Camel behavior is an issue with me because of my first encounter with one, which was in the Bronx Zoo, on a third-grade field trip. I was fascinated with my very first close camel encounter and climbed up on the handrail to get a better view.

Of all the things I had not yet learned about the world, of which there were many, no one had told me that camels can spit, really well. The camel lumbered toward me, batted its long eyelashes, gave me what I was sure was a smile — then launched a ball of spit that covered me from the top of my head down. Of the many things I have learned about the world since then, many of which I have forgotten, I have no trouble at all remembering that camel’s spit.

OK, fine. But here is the question that deserves a place in the folder with “Why can’t you tickle yourself?” and “Can you get in the 10-Item-Only checkout line with a dozen eggs?”: Camels and dromedaries have either one hump or two — but which is which?

Not to worry. We’re here to help. Write this down. One hump, dromedary; two humps, camel; three humps, you’re drunk. Thus, the camel at the Costa Mesa United tourney, clearly a one-hump model, was a dromedary. Does that mean you shouldn’t call it a camel? Is that wrong? Will it get its feelings hurt? It will not.

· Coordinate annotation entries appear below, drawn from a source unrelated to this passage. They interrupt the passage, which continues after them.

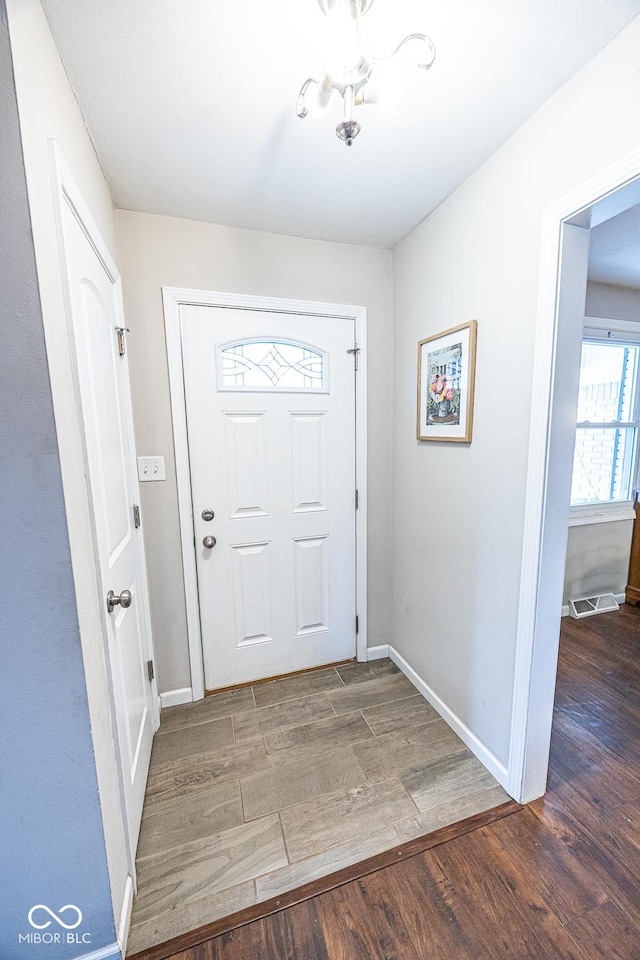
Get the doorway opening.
[509,155,640,802]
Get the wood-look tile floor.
[128,660,508,954]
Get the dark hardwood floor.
[160,606,640,960]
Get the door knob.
[107,590,131,613]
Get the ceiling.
[589,206,640,290]
[42,0,640,247]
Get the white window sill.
[569,500,636,527]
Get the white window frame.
[569,317,640,527]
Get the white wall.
[7,0,127,921]
[117,210,393,692]
[392,13,640,780]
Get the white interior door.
[181,305,356,689]
[62,195,157,852]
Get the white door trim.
[508,144,640,803]
[162,287,367,700]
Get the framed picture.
[416,320,478,443]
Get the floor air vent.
[569,593,620,620]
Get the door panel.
[62,203,155,851]
[181,306,355,689]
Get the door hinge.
[116,327,129,357]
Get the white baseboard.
[389,646,509,791]
[160,687,193,710]
[116,874,135,957]
[561,593,626,617]
[367,643,389,660]
[76,943,124,960]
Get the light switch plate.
[138,457,167,483]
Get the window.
[218,340,327,393]
[571,340,640,506]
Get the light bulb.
[304,82,332,120]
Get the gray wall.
[0,0,117,960]
[392,18,640,773]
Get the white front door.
[61,191,157,853]
[181,305,356,689]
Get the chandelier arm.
[358,25,436,70]
[296,77,318,120]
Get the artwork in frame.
[416,320,478,443]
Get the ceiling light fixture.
[296,0,436,147]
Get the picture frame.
[416,320,478,443]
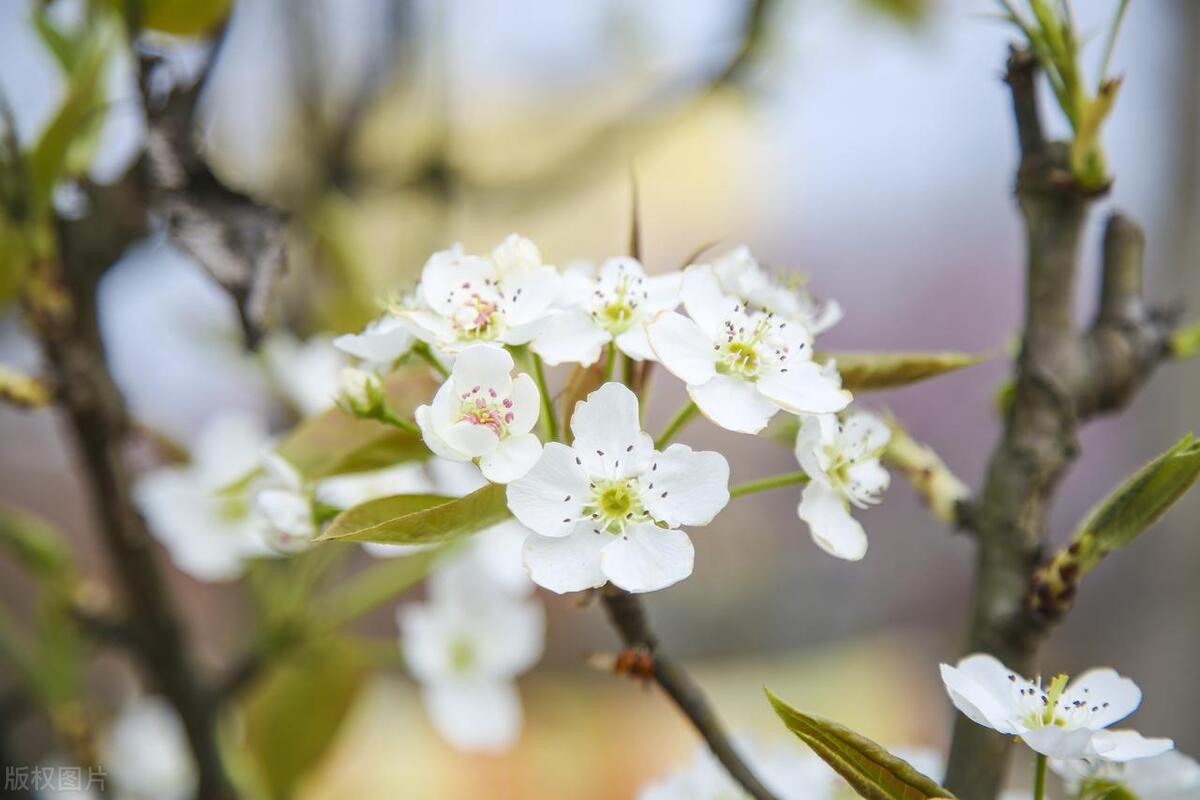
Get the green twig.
[730,470,809,498]
[654,401,700,450]
[1033,753,1046,800]
[529,353,558,441]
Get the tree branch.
[30,170,232,800]
[946,49,1170,800]
[602,585,775,800]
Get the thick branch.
[946,50,1168,800]
[604,585,775,800]
[32,170,232,800]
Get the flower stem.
[730,470,809,498]
[379,405,421,438]
[413,342,450,378]
[654,401,700,450]
[529,353,558,441]
[604,343,617,383]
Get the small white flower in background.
[133,413,271,581]
[100,697,197,800]
[942,654,1175,762]
[259,333,346,416]
[337,367,386,417]
[646,267,851,433]
[334,313,416,369]
[796,411,892,561]
[254,451,317,553]
[637,738,838,800]
[1050,750,1200,800]
[508,383,730,593]
[392,235,559,354]
[696,245,841,336]
[529,257,683,366]
[396,563,546,752]
[416,344,541,483]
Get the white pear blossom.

According to camel-ologists, a dromedary is also called an Arabian camel, versus a Bactrian camel, which is the two-humped model, but they are both camels. But here is the thing, and this is fascinating, sort of. All those very cool South American beasties — llamas, alpacas, vicunas — are all camels, just like their Arabian cousins. Can you believe it? A llama is a camel. You could have knocked me over with a feather.

Another strange camel factoid, as if the rest of this hasn’t been strange enough, is that almost all the camels in the world are domesticated. If a wild camel is what you’re after, and I would be careful, you’ll have to go to Australia of all places. In the 1840s, a handful of camels were shipped to Australia and used to explore its vast and really dusty interior. That idea came and went, but the camels stayed. One hundred-seventy years later, that handful of Aussie camels has grown to more than a million feral camels roaming the Outback and looking for little kids to spit on.

I think that’s it. Camels, dromedaries and golf — it’s a winning combination. It just depends on whether you like your golf with one hump or two. Don’t get too close, and if it’s pursing its lips — I would run. I gotta go.